Players suffering health problems from the later effects of concussion have come to the fore after a series of deaths and maladies suffered by former NFL players.
The lawsuit against the NFL was designed to get recompense for players unable to pay their medical bills - and to force the NFL to make changes to safeguard players. Fans of oval ball codes will recall some disgraceful episodes where clearly concussed players have been allowed to play on - the most recent George Smith's obvious concussion when playing for the Wallabies against the Lions this year.

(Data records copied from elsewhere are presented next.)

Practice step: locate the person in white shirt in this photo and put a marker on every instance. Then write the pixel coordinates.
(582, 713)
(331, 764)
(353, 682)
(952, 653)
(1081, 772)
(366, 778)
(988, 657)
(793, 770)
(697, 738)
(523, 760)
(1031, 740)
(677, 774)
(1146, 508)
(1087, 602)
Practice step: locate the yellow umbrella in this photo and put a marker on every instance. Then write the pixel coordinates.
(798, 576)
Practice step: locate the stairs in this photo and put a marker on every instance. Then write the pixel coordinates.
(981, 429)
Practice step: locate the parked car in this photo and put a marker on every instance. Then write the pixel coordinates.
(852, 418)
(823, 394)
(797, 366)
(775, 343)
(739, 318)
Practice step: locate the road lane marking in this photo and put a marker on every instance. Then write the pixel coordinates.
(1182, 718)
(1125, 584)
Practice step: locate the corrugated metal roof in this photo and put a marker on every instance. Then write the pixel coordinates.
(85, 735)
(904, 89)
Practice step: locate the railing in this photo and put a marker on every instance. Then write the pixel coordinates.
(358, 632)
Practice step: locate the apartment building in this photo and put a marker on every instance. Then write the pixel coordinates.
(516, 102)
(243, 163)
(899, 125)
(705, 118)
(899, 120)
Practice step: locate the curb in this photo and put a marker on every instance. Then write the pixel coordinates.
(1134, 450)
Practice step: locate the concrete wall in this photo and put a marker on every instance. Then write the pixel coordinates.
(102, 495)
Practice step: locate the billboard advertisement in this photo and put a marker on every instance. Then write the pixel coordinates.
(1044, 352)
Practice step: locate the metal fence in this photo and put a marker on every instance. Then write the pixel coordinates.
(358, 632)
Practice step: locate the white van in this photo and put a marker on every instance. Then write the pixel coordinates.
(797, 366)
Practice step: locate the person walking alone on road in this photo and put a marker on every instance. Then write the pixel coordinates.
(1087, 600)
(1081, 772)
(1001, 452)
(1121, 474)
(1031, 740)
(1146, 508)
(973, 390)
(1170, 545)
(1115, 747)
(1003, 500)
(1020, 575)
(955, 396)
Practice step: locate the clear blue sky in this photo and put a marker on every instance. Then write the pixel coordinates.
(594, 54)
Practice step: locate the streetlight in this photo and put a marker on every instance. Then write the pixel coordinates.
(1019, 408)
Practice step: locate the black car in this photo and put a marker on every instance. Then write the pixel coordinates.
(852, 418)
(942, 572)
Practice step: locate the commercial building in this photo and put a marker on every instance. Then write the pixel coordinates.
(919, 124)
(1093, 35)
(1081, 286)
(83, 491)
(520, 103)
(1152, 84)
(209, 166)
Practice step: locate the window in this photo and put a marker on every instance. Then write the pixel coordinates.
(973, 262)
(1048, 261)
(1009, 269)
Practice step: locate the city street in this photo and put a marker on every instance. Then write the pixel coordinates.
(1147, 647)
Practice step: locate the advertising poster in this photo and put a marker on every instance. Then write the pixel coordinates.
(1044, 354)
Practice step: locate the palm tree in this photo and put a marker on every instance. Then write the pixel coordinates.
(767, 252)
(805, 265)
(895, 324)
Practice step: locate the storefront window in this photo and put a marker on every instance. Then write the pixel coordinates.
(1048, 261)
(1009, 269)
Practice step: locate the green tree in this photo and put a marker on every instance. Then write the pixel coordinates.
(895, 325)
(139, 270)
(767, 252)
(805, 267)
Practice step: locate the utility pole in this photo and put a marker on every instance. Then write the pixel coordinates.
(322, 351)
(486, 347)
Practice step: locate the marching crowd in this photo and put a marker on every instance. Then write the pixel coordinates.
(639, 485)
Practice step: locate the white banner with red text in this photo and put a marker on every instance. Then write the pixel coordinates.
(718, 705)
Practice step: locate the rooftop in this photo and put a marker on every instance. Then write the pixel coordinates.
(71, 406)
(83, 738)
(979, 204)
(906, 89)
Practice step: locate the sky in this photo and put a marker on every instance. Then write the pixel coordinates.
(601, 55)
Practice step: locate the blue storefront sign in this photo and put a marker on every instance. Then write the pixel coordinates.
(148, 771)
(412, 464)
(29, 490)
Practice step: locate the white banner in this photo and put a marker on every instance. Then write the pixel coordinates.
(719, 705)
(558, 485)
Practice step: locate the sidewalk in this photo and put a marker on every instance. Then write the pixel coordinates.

But while US$765 million sounds like a lot, the players had asked for US$2 billion and some thought they could reap US$5 billion in court.
Not so. The case was settled out of court because the NFL was confident it would win in court. The medical proof definitively linking concussion in the NFL to later medical conditions may not have held up.
The money has to be spread over 4000 players and will actually be apportioned according to the seriousness and urgency of the medical conditions; much of it will be paid out over 17 years and little will be left for another main aim (additional medical research).
The real clincher comes in two parts - the NFL made a staggering US$9.5 billion in America last year alone. The settlement also allowed it to insert a disclaimer saying it admitted no liability and made no admission that the plaintiffs' injuries were caused by football.
It has shut down the issue before the NFL season kicks off and the settlement means it has to make no changes at all.
You wonder how long it will be before a New Zealand or Australian rugby or league player or players take out a suit against their parent bodies. Better, perhaps, to put a strict medical code of conduct in place that reduces that risk and, more importantly, the risk to players.